Personal details of over 200,000 Malaysian organ donors leaked online: Report

Inspector-General of Police Mohamad Fuzi Harun said the details were leaked to Lowyat.net by the same source that leaked the mobile phone data breach.
Inspector-General of Police Mohamad Fuzi Harun said the details were leaked to Lowyat.net by the same source that leaked the mobile phone data breach.PHOTO: THE STAR/ASIA NEWS NETWORK

KUALA LUMPUR - Another major leak of personal data has been reported in Malaysia, just three months after the uncovering of 46.2 million personal details of mobile phone subscribers online.

According to online technology site Lowyat.net, some 220,000 Malaysian organ donors and their next-of-kin have fallen victims to possible personal identification data theft.

"While the total number of records of this leak is nowhere near the massive amounts of data leaked in the mobile telco data breach that we reported back in October 2017, this leak contains one very serious implication where it reveals personal information of a nominated next-of-kin," the forum said in a post on Tuesday (Jan 23).

"This doubles up the actual number of records leaked to 440,000, and also links two individuals to each other in a binding relationship - whether it may be husband/wife, siblings or parental," it said.

Malaysia's top cop Mohamad Fuzi Harun said police will be summoning the administrators of Lowyat.

He described as "suspicious" that the reports on the two data breaches appeared to originate from the forum.

"We find it suspicious and we will be in contact with the website administrators regarding this case. The case is being investigated by the Commercial Criminal Investigation Department," he told a news conference on Wednesday.

Lowyat.net, named after the popular tech mall Low Yat Plaza in Kuala Lumpur, said that among sensitive information that were leaked included donors' full name, IC number, next-of-kin's full name and nature of relationship, as well as race, gender and organ to be donated.

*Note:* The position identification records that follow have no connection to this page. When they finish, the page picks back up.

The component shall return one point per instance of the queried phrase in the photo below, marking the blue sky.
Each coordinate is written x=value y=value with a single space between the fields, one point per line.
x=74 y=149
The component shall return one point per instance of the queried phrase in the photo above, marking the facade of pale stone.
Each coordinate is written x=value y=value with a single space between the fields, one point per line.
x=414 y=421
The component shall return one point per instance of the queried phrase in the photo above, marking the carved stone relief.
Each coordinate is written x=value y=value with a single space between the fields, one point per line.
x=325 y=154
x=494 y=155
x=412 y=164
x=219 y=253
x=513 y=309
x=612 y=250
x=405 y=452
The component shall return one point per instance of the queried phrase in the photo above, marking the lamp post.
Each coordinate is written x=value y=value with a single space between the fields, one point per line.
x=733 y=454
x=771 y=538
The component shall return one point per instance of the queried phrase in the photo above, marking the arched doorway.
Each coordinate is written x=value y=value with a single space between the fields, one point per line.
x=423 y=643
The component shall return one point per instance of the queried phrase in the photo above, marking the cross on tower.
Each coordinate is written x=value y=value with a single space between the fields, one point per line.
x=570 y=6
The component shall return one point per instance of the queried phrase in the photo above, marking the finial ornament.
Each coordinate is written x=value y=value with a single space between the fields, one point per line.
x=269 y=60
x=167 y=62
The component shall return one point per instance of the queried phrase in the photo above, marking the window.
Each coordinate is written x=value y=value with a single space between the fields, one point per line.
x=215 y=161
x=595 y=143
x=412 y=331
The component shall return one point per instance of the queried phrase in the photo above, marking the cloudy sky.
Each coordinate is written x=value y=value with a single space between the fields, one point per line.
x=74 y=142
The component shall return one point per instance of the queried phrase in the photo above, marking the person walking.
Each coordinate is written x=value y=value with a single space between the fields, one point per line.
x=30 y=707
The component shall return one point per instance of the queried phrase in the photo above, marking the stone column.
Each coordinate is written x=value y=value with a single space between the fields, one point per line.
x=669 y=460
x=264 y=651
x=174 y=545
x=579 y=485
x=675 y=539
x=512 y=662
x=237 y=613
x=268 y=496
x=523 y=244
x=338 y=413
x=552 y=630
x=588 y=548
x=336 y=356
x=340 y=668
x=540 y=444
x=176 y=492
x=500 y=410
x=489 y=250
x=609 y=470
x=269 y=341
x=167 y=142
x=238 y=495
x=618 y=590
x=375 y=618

The data were stored in files dated 1997 to 2016. The details have been made available online as early as September 2016, the tech site said.

"The leaked data contains sign-up data from government hospitals as well as national transplant resource centres across the country - which would mean that it has been retrieved from a central database," it said, adding that it has already alerted the Department of Personal Data Protection of the alleged data leak before the report was published.

Lowyat founder Vijandren Ramadass was quoted by Reuters as saying that the portal discovered the leak was being shared on a popular file sharing site for free and the files are "still online".

"We did submit a direct request to the host on Sunday to remove the files but we didn't get any response," he said.

Malaysia's cyber crime chief Ahmad Noordin Salleh, when met at a Cyber Security Seminar on Wednesday, said no reports have been filed on the latest breach so far.

In a statement, Malaysia's Internet regulator Malaysian Communications and Multimedia Commission said it views the matter seriously and an investigation has been launched.

It was understood that the case will be probed by the police, Department of Personal Data Protection and MCMC.

In October last year, Malaysia was rattled with what was believed to be the biggest data breach in the country, with the personal details of some 46.2 million mobile phone subscribers leaked.

Among the data that were compromised included users' home addresses, identity card numbers, SIM card information and private details of almost the entire Malaysian population of 32 million. Many Malaysians have several mobile numbers.

Police chip Tan Sri Fuzi said on Wednesday that little progress had been made on the probe into the mobile phone data breach.

"The case is under the Malaysian Communication and Multimedia Commission's jurisdiction and we are only assisting them. We tracked the IP of the breach to four countries overseas and haven't been able to move further with the case so far," he said.